What is the difference of static Computational Gra

2020-05-18 16:53发布

问题:

When I was learning tensorflow, one basic concept of tensorflow was computational graphs, and the graphs was said to be static. And I found in Pytorch, the graphs was said to be dynamic. What's the difference of static Computational Graphs in tensorflow and dynamic Computational Graphs in Pytorch?

回答1:

Both frameworks operate on tensors and view any model as a directed acyclic graph (DAG), but they differ drastically on how you can define them.

TensorFlow follows ‘data as code and code is data’ idiom. In TensorFlow you define graph statically before a model can run. All communication with outer world is performed via tf.Session object and tf.Placeholder which are tensors that will be substituted by external data at runtime.

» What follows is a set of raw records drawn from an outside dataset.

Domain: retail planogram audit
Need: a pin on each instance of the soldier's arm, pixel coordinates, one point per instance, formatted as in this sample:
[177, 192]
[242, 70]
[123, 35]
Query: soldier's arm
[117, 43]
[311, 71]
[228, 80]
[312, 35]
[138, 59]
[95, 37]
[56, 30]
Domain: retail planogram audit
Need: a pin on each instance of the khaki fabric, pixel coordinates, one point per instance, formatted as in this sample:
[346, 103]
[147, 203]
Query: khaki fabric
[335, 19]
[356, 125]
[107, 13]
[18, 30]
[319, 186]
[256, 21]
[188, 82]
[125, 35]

In PyTorch things are way more imperative and dynamic: you can define, change and execute nodes as you go, no special session interfaces or placeholders. Overall, the framework is more tightly integrated with Python language and feels more native most of the times. When you write in TensorFlow sometimes you feel that your model is behind a brick wall with several tiny holes to communicate over. Anyways, this still sounds like a matter of taste more or less.

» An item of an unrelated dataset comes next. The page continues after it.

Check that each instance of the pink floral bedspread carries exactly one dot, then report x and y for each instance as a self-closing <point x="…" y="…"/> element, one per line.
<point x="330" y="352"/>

However, those approaches differ not only in a software engineering perspective: there are several dynamic neural network architectures that can benefit from the dynamic approach. Recall RNNs: with static graphs, the input sequence length will stay constant. This means that if you develop a sentiment analysis model for English sentences you must fix the sentence length to some maximum value and pad all smaller sequences with zeros. Not too convenient, huh. And you will get more problems in the domain of recursive RNNs and tree-RNNs. Currently Tensorflow has limited support for dynamic inputs via Tensorflow Fold. PyTorch has it by-default.

Reference:

https://medium.com/towards-data-science/pytorch-vs-tensorflow-spotting-the-difference-25c75777377b

https://www.reddit.com/r/MachineLearning/comments/5w3q74/d_so_pytorch_vs_tensorflow_whats_the_verdict_on/



回答2:

Both TensorFlow and PyTorch allow specifying new computations at any point in time. However, TensorFlow has a "compilation" steps which incurs performance penalty every time you modify the graph. So TensorFlow optimal performance is achieved when you specify the computation once, and then flow new data through the same sequence of computations.

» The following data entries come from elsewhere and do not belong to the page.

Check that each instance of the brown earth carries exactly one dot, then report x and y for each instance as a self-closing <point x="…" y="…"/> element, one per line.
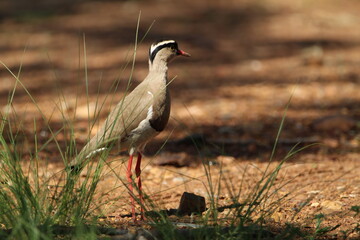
<point x="249" y="58"/>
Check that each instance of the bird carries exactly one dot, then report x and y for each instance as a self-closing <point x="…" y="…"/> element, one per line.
<point x="137" y="118"/>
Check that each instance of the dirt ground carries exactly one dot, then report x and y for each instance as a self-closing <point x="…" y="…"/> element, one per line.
<point x="248" y="59"/>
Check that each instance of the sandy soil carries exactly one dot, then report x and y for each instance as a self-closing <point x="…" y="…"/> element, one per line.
<point x="248" y="59"/>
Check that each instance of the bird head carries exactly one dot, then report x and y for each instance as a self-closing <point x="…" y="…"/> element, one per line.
<point x="165" y="50"/>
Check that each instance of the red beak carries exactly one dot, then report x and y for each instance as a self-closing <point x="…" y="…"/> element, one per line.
<point x="182" y="53"/>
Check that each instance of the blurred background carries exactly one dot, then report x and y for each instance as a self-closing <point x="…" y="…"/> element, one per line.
<point x="248" y="58"/>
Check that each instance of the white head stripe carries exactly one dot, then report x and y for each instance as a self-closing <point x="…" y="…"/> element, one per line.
<point x="153" y="47"/>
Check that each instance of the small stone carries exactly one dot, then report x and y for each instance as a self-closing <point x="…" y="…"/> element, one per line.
<point x="191" y="203"/>
<point x="315" y="204"/>
<point x="225" y="159"/>
<point x="331" y="205"/>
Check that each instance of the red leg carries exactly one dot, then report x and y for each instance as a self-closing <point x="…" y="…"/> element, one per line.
<point x="129" y="175"/>
<point x="138" y="177"/>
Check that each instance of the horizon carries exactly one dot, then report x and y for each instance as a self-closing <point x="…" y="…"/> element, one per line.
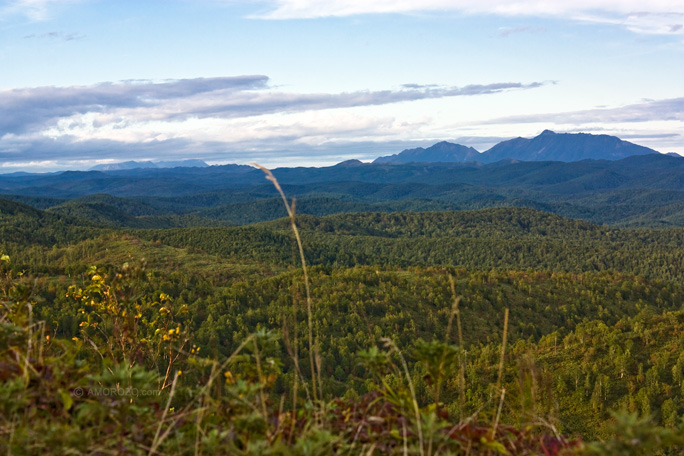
<point x="304" y="165"/>
<point x="315" y="83"/>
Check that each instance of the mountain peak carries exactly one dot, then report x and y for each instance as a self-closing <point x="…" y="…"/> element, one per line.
<point x="442" y="151"/>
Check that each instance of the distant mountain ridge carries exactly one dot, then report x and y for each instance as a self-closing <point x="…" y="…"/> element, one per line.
<point x="548" y="146"/>
<point x="441" y="152"/>
<point x="190" y="163"/>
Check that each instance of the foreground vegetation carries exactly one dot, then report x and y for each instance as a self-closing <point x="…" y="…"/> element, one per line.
<point x="135" y="343"/>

It's similar to interpreters vs. compilers -- the compilation step makes things faster, but also discourages people from modifying the program too often.

To make things concrete, when you modify the graph in TensorFlow (by appending new computations using regular API, or removing some computation using tf.contrib.graph_editor), this line is triggered in session.py. It will serialize the graph, and then the underlying runtime will rerun some optimizations which can take extra time, perhaps 200usec. In contrast, running an op in previously defined graph, or in numpy/PyTorch can be as low as 1 usec.



回答3:

In tensorflow you first have to define the graph, then you execute it. Once defined you graph is immutable: you can't add/remove nodes at runtime.

In pytorch, instead, you can change the structure of the graph at runtime: you can thus add/remove nodes at runtime, dynamically changing its structure.